Gregg Popovich is a five-time NBA champion. Photograph: Kim Klement/USA Today Sports
San Antonio Spurs

Spurs’ Gregg Popovich: the US is in trouble and white people must bear burden

Sat 6 Jun 2020 17.43 EDT

San Antonio Spurs coach Gregg Popovich, who is a long-time critic of Donald Trump and an advocate for civil rights in the US, has given his thoughts on the unrest of the last few weeks.

Popovich, who has won five NBA titles with the Spurs, said he believes the “country is in trouble” as he discussed the death of George Floyd.

“In a strange, counterintuitive sort of way, the best teaching moment of this most-recent tragedy, I think, was the look on the officer’s face [during Floyd’s death],” Popovich said in a video published by the Spurs. “For white people to see how nonchalant, how casual, just how everyday going about his job, so much so that he could just put his left hand in his pocket, wriggle his knee around a little bit to teach this person some sort of a lesson – and that it was his right and his duty to do it, in his mind.

“It’s got to be us that speak truth to power, that call it out no matter the consequences.

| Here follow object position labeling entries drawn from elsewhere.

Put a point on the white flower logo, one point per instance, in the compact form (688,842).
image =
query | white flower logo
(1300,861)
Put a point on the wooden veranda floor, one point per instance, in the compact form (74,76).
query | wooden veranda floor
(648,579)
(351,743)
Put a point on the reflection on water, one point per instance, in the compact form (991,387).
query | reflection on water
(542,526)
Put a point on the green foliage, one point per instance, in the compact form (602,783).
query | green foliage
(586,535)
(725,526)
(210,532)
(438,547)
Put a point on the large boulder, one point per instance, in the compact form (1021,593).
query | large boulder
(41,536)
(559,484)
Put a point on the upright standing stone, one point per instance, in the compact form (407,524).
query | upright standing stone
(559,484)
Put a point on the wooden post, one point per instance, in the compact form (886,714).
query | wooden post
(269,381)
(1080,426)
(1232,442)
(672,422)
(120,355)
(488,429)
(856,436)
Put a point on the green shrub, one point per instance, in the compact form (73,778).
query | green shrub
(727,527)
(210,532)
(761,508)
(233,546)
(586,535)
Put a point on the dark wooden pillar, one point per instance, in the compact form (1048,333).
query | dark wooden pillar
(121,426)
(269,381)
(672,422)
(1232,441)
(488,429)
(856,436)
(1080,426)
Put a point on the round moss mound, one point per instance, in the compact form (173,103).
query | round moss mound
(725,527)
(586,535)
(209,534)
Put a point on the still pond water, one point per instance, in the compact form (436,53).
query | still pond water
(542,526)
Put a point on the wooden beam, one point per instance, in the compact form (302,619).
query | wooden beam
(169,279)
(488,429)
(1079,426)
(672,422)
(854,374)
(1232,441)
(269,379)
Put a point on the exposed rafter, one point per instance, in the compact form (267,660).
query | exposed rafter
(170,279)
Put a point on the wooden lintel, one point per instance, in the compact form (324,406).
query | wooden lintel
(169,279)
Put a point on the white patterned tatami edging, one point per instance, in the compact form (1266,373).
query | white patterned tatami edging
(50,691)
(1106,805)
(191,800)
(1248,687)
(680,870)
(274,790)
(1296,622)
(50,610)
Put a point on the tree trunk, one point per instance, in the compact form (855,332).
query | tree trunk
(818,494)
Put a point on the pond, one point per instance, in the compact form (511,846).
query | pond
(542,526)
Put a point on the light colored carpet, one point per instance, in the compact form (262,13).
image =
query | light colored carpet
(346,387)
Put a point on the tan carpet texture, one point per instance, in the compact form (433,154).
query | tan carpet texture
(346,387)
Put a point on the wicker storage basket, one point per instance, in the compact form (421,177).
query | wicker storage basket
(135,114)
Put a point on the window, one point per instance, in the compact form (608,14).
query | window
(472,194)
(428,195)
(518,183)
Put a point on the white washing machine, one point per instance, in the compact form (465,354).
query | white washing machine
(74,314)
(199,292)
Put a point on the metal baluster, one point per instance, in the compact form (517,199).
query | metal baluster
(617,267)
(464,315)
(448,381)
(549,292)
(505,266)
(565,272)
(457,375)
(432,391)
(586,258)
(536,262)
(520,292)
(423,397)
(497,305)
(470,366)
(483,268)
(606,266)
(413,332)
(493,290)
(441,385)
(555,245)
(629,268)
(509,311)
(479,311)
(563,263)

We have to not let anything go. Our country is in trouble and the basic reason is race.”#SpursVoices pic.twitter.com/uTyOIzGnTg

— San Antonio Spurs (@spurs) June 6, 2020

“I don’t know ... I think I’m just embarrassed as a white person to know that that can happen. To actually watch a lynching. We’ve all seen books, and you look in the books and you see black people hanging off of trees. And you ... are amazed. But we just saw it again. I never thought I’d see that, with my own eyes, in real time.”

Popovich added that it the onus was on white people to solve the scourge of racism in the United States.

“We have to do it. Black people have been shouldering this burden for 400 years,” Popovich said. “The only reason this nation has made the progress it has is because of the persistence, patience and effort of black people. The history of our nation from the very beginning in many ways was a lie, and we continue to this day, mostly black and brown people, to try to make that lie a truth so that it is no longer a lie. And those rights and privileges are enjoyed by people of color, just like we enjoy them. So it’s got to be us, in my opinion, that speak truth to power, and call it out, no matter what the consequences. We have to speak. We have to not let anything go.”